1. The authority conferred on the senate to try contested elections is not judicial power within the meaning of this section, which requires the judicial power of the state to be vested in the courts. State v. Harmon, 31 Ohio St., 250.

It is the right and duty of the judicial tribunals to determine whether a legislative act drawn in question in suit pending before them, is opposed to the Constitution of the United States, or of this state, and if so found, to treat it as nullity. C., W. & Z. R. R. Co. v. Com. of Clinton Co., 1 Ohio St., 77.

In such case the presumption is always in favor of the validity of the law; and it is only when manifest assumption of authority and a clear incompatibility between the Constitution and the law appear, that the judicial power will refuse to execute it. Ib., State v. Dudley, Ib., 437; Cass v. Dillon, 2 Ohio St., 608; Hill v. Higdon, 5 Ohio St., 243; Goshorn v. Purcell, 11 Ohio St., 641; Armstrong v. Treas. of Athens Co., 10 Ohio, 235.

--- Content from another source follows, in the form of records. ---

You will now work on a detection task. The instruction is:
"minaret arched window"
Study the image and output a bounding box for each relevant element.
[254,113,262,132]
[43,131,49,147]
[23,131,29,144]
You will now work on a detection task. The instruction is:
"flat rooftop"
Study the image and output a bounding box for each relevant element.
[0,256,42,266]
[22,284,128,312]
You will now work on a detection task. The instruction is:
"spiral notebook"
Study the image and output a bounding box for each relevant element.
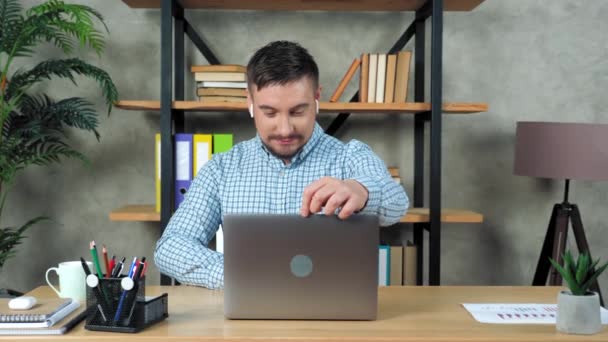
[0,302,87,336]
[0,298,80,328]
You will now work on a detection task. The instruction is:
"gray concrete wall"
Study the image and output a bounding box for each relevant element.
[0,0,608,293]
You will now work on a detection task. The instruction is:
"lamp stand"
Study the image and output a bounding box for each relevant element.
[532,179,604,306]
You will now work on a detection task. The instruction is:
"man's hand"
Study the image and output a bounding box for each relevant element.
[300,177,368,220]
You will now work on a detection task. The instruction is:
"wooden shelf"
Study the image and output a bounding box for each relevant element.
[401,208,483,223]
[123,0,484,11]
[110,204,160,222]
[115,101,488,114]
[110,204,483,223]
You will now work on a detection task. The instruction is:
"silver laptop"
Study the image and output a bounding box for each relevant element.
[223,215,379,320]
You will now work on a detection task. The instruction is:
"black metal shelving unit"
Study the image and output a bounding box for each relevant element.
[153,0,476,285]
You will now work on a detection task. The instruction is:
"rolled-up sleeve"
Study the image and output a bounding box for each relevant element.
[154,159,224,289]
[345,140,409,226]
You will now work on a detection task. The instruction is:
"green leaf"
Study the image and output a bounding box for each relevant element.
[576,253,589,284]
[549,256,581,296]
[6,58,118,114]
[581,262,608,293]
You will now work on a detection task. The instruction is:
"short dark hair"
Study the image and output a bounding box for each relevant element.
[247,40,319,90]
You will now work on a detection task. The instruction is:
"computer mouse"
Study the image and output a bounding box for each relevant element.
[8,296,37,310]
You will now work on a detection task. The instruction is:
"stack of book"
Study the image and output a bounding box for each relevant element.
[0,298,86,335]
[359,51,412,103]
[378,241,418,286]
[329,51,412,103]
[190,64,247,102]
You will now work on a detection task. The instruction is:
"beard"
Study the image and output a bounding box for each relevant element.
[262,134,304,160]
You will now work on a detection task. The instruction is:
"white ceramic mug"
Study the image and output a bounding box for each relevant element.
[45,261,93,301]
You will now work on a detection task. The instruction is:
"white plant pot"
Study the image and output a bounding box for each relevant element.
[556,291,602,335]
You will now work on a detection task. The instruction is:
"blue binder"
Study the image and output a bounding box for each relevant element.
[175,133,192,210]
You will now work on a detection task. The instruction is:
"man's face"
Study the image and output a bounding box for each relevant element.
[247,77,320,163]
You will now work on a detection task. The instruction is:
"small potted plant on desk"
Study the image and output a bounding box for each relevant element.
[549,251,608,334]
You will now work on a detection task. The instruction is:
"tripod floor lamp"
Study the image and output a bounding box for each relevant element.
[514,122,608,305]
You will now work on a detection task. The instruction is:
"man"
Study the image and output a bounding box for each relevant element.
[154,41,409,289]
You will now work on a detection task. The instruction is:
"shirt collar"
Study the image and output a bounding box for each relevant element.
[255,122,323,165]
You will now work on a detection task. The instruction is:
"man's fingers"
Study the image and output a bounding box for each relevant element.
[323,191,349,216]
[338,196,361,220]
[300,178,327,216]
[309,184,335,213]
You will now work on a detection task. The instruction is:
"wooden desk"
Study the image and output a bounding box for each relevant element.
[5,286,608,342]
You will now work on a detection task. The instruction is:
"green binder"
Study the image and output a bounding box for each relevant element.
[213,134,232,154]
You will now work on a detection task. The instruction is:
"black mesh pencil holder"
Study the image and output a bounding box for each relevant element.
[85,275,169,333]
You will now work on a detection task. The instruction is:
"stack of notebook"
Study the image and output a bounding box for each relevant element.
[0,298,86,335]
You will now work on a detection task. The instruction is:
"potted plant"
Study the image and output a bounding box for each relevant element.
[549,251,608,334]
[0,0,118,292]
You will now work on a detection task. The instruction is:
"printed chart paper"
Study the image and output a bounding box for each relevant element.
[462,303,608,324]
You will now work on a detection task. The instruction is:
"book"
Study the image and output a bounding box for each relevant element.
[0,298,72,323]
[0,299,80,329]
[403,241,418,285]
[376,53,386,103]
[384,54,397,103]
[196,88,247,97]
[329,58,361,102]
[154,133,161,213]
[196,81,247,89]
[0,302,88,335]
[395,51,412,103]
[198,96,247,102]
[378,245,391,286]
[367,53,378,103]
[194,72,247,82]
[359,53,369,103]
[389,246,403,286]
[190,64,247,73]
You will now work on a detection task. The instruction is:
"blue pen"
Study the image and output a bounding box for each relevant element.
[114,257,137,322]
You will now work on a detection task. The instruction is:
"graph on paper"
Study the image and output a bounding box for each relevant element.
[462,303,608,324]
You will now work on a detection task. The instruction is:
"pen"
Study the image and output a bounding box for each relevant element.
[101,245,110,278]
[114,257,137,322]
[89,240,103,279]
[80,257,108,322]
[108,255,116,277]
[125,257,146,326]
[112,257,126,278]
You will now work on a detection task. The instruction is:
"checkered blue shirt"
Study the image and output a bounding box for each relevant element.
[154,124,409,289]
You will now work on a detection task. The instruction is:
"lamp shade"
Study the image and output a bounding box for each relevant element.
[514,122,608,180]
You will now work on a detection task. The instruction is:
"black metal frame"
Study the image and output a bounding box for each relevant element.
[532,179,604,306]
[160,0,443,285]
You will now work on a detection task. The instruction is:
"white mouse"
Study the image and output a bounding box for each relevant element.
[8,296,36,310]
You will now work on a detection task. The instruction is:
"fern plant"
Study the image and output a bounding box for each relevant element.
[0,0,118,268]
[549,251,608,296]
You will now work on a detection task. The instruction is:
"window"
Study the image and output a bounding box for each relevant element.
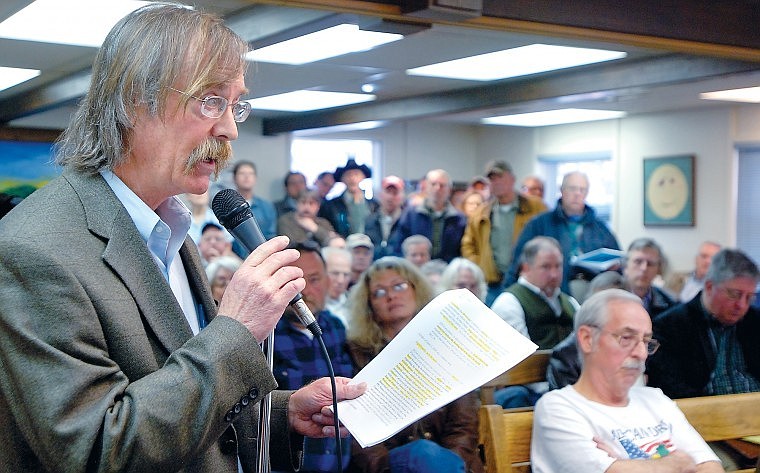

While we should be careful not to extend the powers of government, by far-fetched implication, we should be equally careful not to defeat the purpose of the constitution, by a narrow and unreasonable construction. Cass v. Dillon, 2 Ohio St., 608.

Courts can not nullify an act of legislation on the vague ground that they think it opposed to a general latent spirit, supposed to pervade or underlie the Constitution, but which neither

its terms nor its implication clearly discloses. nati, 21 Ohio St., 14.

Walker v. Cincin

The general and abstract question, whether an act of the legislature be unconstitutional, can not with propriety be presented to a court; the question must be, whether the act furnishes the rule to govern the particular case. Foster v. Com. of Wood Co., 9 Ohio St., 540-543-Gohlson, J.

As a general rule, one part of an act will not be held unconstitutional and another part constitutional, unless the respective parts are independent of each other. They must stand or fall together. State v. Com. of Perry Co., 5 Ohio St., 497.

When the provisions are all parts of a single scheme, having a common object, and are interwoven with and dependent upon one another, if any are unconstitutional, all must fail. Monroe v. Collins, 17 Ohio St., 665.

But parts of an enactment, when capable of separation, may be valid and effectual, when other parts may be void, by reason of repugnancy to a constitutional provision. Stevens v. State, 3 Ohio St., 453; Texas B. Ass. No. 2 v. Aurora F. & M. Ins. Co., 34 Ohio St., 291.

"A part of the statute may be void for want of conformity to the Constitution, and the remainder valid. Whether or not the infirmity that avoids a part affects the entire act, depends upon the connection and dependence on each other of its various provisions. Where they are so inseparably connected in subjectmatter, and so relate to each other as to give rise to a presumption that a part would not have been enacted without the whole, the entire act is void. But where no such connection or dependence exists, that part of the statute not itself in conflict with any constitutional provision, is as valid as if independently enacted." Railroad v. Commissioners, 31 Ohio St., 338, 343-Boynton, J.

The rejection of some of the provisions of the statute, for unconstitutionality, will not vary the sense or meaning of its remaining provisions, which are to be construed as well in the light of those rejected as of those which remain. State v. Dombaugh, 20 Ohio St., 167.

The rule applicable to constitutions, as well as statutes, is that where the language is clear there is no room for construction, and the spirit of a provision must be extracted from its words, and not from conjectures aliunde. Wilcox v. Nolze, 34 Ohio St., 520-523-Okey, J.